Recursive Language Models

Paper · arXiv 2512.24601 · Published December 31, 2025

We study allowing large language models (LLMs) to process arbitrarily long prompts through the lens of inference-time scaling. We propose Recursive Language Models (RLMs), a general inference strategy that treats long prompts as part of an external environment and allows the LLM to programmatically examine, decompose, and recursively call itself over snippets of the prompt. We find that RLMs successfully handle inputs up to two orders of magnitude beyond model context windows and, even for shorter prompts, dramatically outperform the quality of base LLMs and common long-context scaffolds across four diverse long context tasks, while having comparable (or cheaper) cost per query.

Despite rapid progress in reasoning and tool use, modern language models still have limited context lengths and, even within these limits, appear to inevitably exhibit context rot (Hong et al., 2025), the phenomenon illustrated in the left-hand side of Figure 1 where the quality of even frontier models like GPT-5 degrades quickly as context gets longer. Though we expect context lengths to steadily rise through improvements to training, architecture, and infrastructure, we are interested in whether it possible to dramatically scale the context size of general-purpose LLMs by orders of magnitude. This is increasingly urgent as LLMs begin to be widely adopted for long-horizon tasks, in which they must routinely process tens if not hundreds of millions of tokens.

We study this question through the lens of scaling inference-time compute. We draw broad inspiration from out-of-core algorithms, in which data-processing systems with a small but fast main memory can process far larger datasets by cleverly managing how data is fetched into memory. Inference-time methods for dealing with what are in essence long-context problems are very common, though typically task-specific. One general and increasingly popular inference-time approach in this space is context condensation or compaction (Khattab et al., 2021; Smith, 2025; OpenAI, 2025; Wu et al., 2025), in which the context is repeatedly summarized once it exceeds a length threshold.

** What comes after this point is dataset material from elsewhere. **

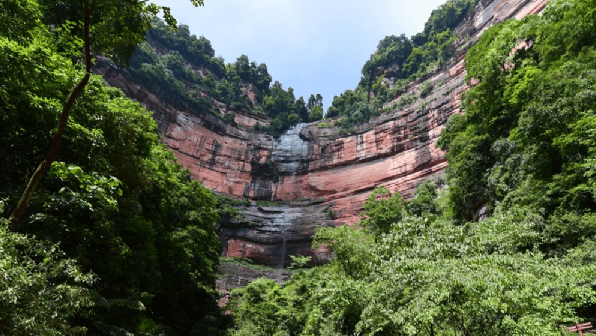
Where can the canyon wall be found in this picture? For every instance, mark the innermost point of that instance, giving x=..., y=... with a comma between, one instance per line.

Unfortunately, compaction is rarely expressive enough for tasks that require dense access to many parts of the prompt, as it presumes in effect that some details that appear early in the prompt can safely be forgotten to make room for new content.

We introduce Recursive Language Models (RLMs), a general-purpose inference paradigm for dramatically scaling the effective input and output lengths of modern LLMs. The key insight is that long prompts should not be fed into the neural network (e.g., Transformer) directly but should instead be treated as part of the environment that the LLM can symbolically interact with.

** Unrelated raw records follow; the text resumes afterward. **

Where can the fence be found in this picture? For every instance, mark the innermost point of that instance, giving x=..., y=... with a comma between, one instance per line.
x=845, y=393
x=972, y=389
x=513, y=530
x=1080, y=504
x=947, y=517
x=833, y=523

Filtering input information using code execution based on model priors. A key intuition for why the RLM abstraction can maintain strong performance on huge inputs without exploding costs is the LM’s ability to filter input context without explicitly seeing it. Furthermore, model priors enable the RLM to narrow the search space and process fewer input tokens. As an example, in Figure 4a, we observed RLM(GPT-5) using regex queries search for chunks containing keywords in the original prompt (e.g. “festival”) and phrases it has a prior about (e.g. “La Union”). Across most trajectories, a common strategy we observed was probing the context by printing a few lines back to the root LM, then filtering based on its observations.

Chunking and recursively sub-calling LMs. RLMs defer essentially unbounded-length reasoning chains to sub-(R)LM calls. The choice of decomposition can greatly affect task performance, especially for information-dense problems. In our experiments, we did not observe complicated partitioning strategies beyond uniform chunking or keyword searches. In Figure 4b, RLM(Qwen3- Coder) chunks by newline in a 1000+ line context from OOLONG.

We introduced Recursive Language Models (RLMs), a general inference framework for language models that offloads the input context and enables language models to recursively sub-query language models before providing an output. We explored an instantiation of this framework that offloads the context into a Python REPL environment as a variable in memory, enabling the LM to reason over its context in code and recursive LM calls, rather than purely in token space. Our results across multiple settings and models demonstrated that RLMs are an effective task-agnostic paradigm for both long-context problems and general reasoning. We are excited to see future work that explicitly trains models to reason as RLMs, which could result in another axis of scale for the next generation of language model systems.